Iterative design grounded in actual failure. Each iteration in this project was driven not by hypothetical futures but by a specific, observable breakdown in the present version. The domain classifier returned nonsense — so the classification architecture changed. The feedback loop fired silently — so the async patterns changed. The monolith hit five hard limits simultaneously — so the entire deployment model changed. The system that exists at the end of ten days is the residue of those failures. To put this differently: the design was not planned; it was earned.
What Comes Next
The system is ready to deploy. The Cloudflare Workers infrastructure is tested, the local compose stack runs on Mac and Pi 5, and the admin dashboard covers the full operational surface. What remains is moving from local branches to a live deployment — running wrangler deploy for each worker, applying D1 migrations to production, and setting Cloudflare Access on the admin UI.

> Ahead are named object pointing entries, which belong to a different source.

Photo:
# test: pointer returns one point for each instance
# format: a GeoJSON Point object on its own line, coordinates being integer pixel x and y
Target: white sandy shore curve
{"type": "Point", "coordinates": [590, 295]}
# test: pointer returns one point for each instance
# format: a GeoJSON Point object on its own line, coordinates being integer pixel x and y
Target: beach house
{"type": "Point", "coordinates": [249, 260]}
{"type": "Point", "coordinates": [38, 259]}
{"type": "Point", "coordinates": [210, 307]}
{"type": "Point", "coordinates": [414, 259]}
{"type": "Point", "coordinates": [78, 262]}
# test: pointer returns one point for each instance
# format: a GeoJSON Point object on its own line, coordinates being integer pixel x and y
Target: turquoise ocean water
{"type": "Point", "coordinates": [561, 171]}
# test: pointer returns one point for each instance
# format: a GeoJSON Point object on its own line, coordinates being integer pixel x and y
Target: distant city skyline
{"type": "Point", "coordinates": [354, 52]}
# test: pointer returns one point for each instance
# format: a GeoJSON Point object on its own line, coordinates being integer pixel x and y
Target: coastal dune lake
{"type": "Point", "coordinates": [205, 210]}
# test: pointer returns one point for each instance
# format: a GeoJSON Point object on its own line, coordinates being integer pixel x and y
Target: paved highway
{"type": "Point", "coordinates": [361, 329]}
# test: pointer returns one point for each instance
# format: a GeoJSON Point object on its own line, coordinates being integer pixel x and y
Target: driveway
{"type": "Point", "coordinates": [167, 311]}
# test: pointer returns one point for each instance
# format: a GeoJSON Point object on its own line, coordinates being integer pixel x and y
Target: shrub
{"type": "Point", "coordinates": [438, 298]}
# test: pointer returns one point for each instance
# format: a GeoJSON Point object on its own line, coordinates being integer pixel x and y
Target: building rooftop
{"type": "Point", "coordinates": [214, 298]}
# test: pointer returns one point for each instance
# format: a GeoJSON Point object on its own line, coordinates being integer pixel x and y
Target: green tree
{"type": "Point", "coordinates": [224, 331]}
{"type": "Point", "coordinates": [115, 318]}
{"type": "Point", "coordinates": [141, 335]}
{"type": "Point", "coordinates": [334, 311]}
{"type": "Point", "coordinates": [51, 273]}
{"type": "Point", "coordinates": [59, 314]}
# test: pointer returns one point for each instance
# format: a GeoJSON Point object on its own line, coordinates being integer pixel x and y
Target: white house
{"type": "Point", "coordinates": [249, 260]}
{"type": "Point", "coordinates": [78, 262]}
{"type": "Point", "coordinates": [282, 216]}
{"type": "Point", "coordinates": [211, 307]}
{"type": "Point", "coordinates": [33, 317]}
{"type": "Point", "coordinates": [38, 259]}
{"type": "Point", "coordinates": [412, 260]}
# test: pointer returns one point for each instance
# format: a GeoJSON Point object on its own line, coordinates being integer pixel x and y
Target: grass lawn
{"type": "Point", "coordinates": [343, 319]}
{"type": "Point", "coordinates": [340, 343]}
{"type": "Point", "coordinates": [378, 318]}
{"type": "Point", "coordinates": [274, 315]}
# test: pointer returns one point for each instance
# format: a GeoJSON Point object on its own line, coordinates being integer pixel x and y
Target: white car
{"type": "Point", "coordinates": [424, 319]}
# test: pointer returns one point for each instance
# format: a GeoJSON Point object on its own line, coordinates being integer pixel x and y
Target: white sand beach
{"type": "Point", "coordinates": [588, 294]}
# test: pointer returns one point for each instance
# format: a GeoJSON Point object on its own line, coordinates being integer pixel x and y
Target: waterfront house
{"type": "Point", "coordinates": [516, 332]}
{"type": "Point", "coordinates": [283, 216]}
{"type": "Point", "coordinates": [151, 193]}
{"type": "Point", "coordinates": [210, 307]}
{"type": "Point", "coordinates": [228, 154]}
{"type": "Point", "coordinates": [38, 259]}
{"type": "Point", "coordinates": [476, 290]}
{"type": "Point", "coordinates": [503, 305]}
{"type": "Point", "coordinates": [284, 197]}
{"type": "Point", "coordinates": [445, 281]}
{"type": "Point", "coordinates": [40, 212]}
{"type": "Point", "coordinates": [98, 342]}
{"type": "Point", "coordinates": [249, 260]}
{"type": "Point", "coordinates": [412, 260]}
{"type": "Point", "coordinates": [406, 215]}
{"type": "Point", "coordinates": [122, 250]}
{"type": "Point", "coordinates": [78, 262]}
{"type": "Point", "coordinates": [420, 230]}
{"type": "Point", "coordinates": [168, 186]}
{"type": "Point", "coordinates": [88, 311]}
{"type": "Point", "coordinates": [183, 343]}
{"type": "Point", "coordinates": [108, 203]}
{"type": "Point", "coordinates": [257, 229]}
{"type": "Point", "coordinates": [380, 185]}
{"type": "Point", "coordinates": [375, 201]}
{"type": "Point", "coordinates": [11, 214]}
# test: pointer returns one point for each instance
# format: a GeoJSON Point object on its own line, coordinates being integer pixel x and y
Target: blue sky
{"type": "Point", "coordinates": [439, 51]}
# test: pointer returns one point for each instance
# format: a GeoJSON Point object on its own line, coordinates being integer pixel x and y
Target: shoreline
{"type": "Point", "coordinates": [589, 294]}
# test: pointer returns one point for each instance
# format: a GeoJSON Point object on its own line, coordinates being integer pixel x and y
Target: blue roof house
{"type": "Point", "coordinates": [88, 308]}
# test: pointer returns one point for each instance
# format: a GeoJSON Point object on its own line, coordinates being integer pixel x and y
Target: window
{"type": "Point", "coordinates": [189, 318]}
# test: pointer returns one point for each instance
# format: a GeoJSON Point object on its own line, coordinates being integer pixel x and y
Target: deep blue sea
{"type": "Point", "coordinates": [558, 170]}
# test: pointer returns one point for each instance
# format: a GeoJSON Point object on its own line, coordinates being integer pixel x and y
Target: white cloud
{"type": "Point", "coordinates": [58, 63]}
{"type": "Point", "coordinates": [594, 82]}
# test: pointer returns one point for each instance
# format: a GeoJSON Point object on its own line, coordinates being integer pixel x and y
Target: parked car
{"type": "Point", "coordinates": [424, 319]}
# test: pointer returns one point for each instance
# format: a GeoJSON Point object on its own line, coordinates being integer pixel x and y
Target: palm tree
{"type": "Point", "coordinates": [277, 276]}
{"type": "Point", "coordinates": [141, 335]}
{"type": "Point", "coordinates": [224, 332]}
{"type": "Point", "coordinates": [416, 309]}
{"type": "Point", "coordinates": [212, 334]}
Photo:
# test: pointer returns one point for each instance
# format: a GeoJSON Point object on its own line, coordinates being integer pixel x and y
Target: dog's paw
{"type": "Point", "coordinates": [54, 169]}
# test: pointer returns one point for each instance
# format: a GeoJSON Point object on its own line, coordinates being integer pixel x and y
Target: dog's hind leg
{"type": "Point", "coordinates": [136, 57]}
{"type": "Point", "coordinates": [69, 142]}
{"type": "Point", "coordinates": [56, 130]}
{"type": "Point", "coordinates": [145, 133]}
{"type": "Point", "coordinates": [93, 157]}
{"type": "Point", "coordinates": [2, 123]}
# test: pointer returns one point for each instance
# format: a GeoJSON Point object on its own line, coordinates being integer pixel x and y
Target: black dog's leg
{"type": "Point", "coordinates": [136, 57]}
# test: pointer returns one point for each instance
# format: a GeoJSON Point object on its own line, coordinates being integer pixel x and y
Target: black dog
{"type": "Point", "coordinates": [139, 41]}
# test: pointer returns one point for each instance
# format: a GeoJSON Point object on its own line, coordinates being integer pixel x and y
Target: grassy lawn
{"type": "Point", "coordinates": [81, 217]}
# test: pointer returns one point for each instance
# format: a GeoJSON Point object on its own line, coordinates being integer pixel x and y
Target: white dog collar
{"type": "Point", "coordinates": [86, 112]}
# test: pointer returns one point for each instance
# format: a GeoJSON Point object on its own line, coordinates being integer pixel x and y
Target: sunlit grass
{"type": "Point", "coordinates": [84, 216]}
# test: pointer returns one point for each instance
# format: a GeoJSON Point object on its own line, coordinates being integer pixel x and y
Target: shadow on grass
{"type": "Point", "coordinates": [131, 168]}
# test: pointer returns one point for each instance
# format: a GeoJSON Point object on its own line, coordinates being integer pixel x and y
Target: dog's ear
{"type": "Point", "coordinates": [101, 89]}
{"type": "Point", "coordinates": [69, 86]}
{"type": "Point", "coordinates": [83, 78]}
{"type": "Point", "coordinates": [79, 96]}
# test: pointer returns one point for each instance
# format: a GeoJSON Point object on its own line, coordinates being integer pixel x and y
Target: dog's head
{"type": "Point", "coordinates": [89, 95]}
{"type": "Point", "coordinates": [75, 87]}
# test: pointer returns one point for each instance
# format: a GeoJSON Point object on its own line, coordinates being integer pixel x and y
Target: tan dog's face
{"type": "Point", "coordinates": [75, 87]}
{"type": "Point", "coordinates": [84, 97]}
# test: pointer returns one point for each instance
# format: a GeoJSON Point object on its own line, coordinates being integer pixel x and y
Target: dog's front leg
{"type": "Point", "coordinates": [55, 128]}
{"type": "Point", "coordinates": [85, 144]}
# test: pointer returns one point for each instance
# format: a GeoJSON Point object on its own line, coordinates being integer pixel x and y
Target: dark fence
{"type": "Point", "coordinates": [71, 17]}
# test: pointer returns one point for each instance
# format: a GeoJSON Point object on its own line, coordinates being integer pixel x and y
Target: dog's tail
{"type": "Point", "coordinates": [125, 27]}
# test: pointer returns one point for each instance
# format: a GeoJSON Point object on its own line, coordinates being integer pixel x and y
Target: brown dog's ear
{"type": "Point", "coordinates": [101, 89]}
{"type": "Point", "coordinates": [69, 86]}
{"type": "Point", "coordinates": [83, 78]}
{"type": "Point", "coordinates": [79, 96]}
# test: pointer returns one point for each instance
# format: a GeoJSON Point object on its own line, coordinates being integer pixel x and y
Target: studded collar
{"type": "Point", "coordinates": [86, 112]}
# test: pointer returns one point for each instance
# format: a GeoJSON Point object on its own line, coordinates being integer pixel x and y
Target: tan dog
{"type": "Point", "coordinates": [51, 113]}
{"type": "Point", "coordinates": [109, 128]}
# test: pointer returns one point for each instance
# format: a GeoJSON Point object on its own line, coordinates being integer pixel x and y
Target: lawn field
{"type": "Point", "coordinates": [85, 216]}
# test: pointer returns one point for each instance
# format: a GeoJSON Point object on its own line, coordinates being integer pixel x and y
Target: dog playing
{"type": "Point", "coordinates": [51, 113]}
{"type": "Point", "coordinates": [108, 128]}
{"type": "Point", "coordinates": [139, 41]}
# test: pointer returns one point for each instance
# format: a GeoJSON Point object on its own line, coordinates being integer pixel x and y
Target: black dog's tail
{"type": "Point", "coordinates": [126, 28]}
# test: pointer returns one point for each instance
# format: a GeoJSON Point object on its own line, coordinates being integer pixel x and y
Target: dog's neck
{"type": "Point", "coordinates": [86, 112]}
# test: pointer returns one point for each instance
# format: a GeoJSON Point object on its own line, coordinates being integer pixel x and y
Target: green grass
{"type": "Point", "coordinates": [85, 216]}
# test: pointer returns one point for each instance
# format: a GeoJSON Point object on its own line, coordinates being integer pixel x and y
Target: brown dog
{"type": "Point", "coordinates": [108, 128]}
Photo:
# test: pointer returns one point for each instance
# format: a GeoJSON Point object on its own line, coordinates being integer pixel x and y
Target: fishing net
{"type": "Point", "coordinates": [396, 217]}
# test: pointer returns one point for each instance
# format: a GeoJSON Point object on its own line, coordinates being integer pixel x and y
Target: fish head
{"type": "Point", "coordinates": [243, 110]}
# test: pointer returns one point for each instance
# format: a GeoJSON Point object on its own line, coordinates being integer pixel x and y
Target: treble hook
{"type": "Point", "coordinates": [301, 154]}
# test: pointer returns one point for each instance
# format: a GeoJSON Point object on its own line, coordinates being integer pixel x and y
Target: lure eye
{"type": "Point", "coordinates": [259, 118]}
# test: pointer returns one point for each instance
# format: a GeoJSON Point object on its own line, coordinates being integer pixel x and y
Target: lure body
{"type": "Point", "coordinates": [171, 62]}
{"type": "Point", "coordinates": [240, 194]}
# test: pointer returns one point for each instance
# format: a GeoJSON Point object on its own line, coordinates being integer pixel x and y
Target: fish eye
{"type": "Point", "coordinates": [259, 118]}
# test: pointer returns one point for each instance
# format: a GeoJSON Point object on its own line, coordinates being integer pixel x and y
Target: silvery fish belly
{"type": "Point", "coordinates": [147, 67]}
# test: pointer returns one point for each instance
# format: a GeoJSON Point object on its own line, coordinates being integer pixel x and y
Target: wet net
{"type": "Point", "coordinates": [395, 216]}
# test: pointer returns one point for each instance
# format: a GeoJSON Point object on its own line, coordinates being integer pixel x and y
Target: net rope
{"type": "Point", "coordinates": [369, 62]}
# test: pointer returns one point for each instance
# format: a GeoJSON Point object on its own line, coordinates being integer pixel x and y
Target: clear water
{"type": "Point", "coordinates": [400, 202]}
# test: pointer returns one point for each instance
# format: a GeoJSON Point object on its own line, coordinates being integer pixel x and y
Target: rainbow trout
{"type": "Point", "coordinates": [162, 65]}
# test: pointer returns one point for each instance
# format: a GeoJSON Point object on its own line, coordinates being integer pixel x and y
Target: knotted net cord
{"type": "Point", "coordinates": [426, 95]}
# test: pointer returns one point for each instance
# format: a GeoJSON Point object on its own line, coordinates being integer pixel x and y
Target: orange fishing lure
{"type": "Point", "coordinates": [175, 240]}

Beyond deployment: the review_log has been accumulating rating events since the first session. The depth/range metrics infrastructure — daily snapshots of concept coverage, mastery vectors, domain grasp scores — is wired. The first real analytics question — which concepts is a given learner weakest on, and which cross-domain intersections are underexplored? — has all the data it needs to be answered.
The tutor is ready. The learner is next.